Kompleks makam Bung Karno ini dilengkapi dengan sarana
pendukung berupa area parkir yang sangat luas yang dilengkapi dengan pendapa
untuk tempat istirahat pengunjung, arena permainan anak dan kios-kios makanan.
Area parkir ini terletak sekitar 500 meter dari kompleks makam. Sayangnya
tempat sampah yang tersedia di sini sangat kurang sehingga banyak pengunjung
yang membuang sampah sembarangan. Akibatnya kondisi area parkir dan pendapa
terlihat kotor oleh sampah sisa makanan para pengunjung.
Kendaraan roda empat tidak diperkenankan masuk
mendekati kompleks makam sehingga harus parkir di area parkir yang terletak
sekitar 500 meter dari kompleks makam itu. Tarif parkir adalah 5000 rupiah
untuk 1 mobil. Selanjutnya, untuk sampai di kompleks makam, pengunjung bisa
berjalan kaki atau naik becak dengan tarif 5000 rupiah atau 10.000 rupiah untuk
tarif PP. Sebenarnya tersedia trotoar bagi pejalan kaki di sepanjang jalur dari
area parkir ini menuju kompleks makam, tetapi sayang trotoar tersebut dipenuhi
oleh barang dagangan dari kios-kios suvenir yang berjajar di sepanjang trotoar.

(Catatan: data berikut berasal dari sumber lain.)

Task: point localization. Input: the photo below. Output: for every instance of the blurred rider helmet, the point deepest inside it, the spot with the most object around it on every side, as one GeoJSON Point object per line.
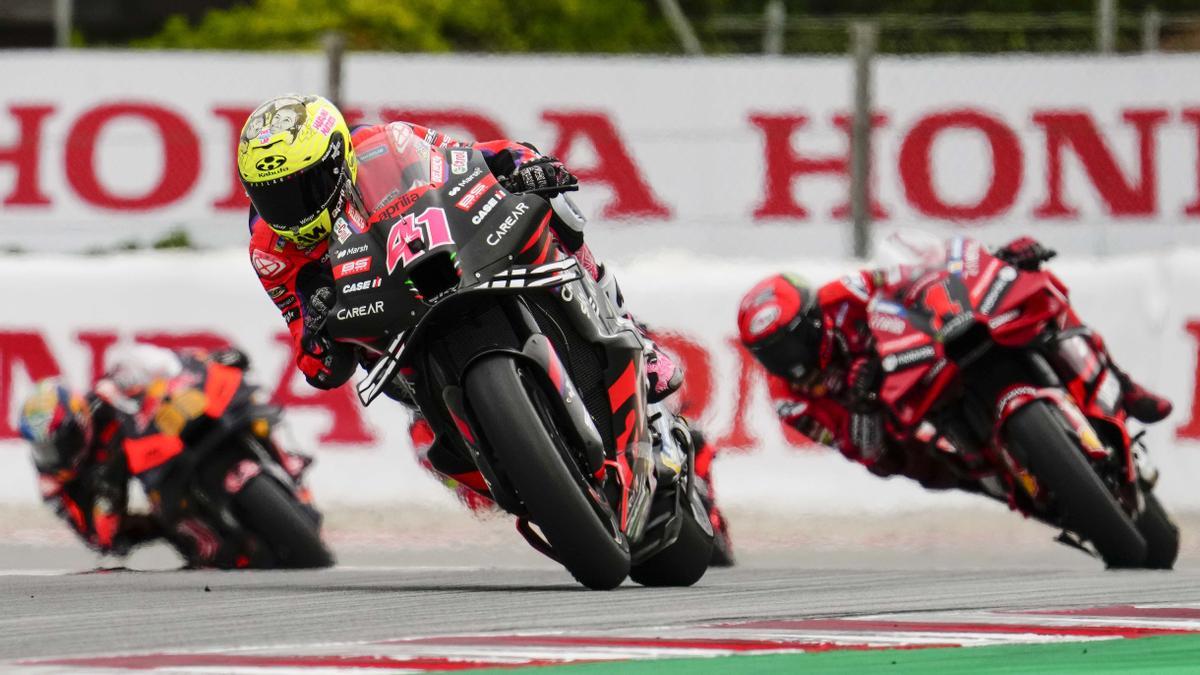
{"type": "Point", "coordinates": [780, 322]}
{"type": "Point", "coordinates": [297, 162]}
{"type": "Point", "coordinates": [58, 423]}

Hal ini tentu saja sangat menyulitkan pengunjung yang memilih berjalan santai
menuju kompleks makam. Saya yang memilih jalan kaki merasakan sekali gangguan
itu, sehingga akhirnya kemudian saya memilih naik becak sekembalinya dari
kompleks makam ke area parkir, selain juga karena panas terik matahari yang
menyengat di siang hari itu.


Sambil menabur bunga saya ceritakan tentang sepak
terjang Bung Karno sebagai pahlawan proklamasi kepada anak-anak saya. Saya
ingin melukiskan tokoh Bung Karno dalam memori anak-anak saya. Bukankah jasa
seorang pahlawan sudah selayaknya dikenang dan perbuatannya yang baik patutlah
diteladani?
Kemudian saya ajak anak-anak saya berdoa di depan
makam memohon pada Tuhan agar Sang Pahlawan Proklamasi ini diampuni dosanya dan
mendapat tempat yang layak di sisi Tuhan sesuai dengan amal ibadahnya. Tak lupa
dalam hati saya mohon pada Tuhan agar anak-anak saya kelak bisa menjadi
“orang-orang besar” seperti Bung Karno.
Hanya sebentar saja kami berada di
kompleks makam ini. Setelah dirasa cukup, kami pun segera menuju pintu keluar.
Jalan keluar dari kompleks makam ternyata sangat berliku. Pihak pengelola makam
sengaja mendesain jalan keluar agar melalui deretan kios-kios suvenir maupun
jajanan khas Blitar. Bagi yang ingin berbelanja suvenir, tentu hal ini sangat
menyenangkan, tetapi bagi yang ingin cepat pulang dan keluar dari kompleks
makam, hal ini terasa sangat mengganggu apalagi jalannya terasa sempit, sumpek,
panas dan pengap tanpa pendingin ruangan. Semoga suatu saat pihak pengelola
makam berkenan untuk membenahi kondisi ini, sehingga momen mengunjungi makam
Bung Karno menjadi memori indah bagi para generasi penerus bangsa ini.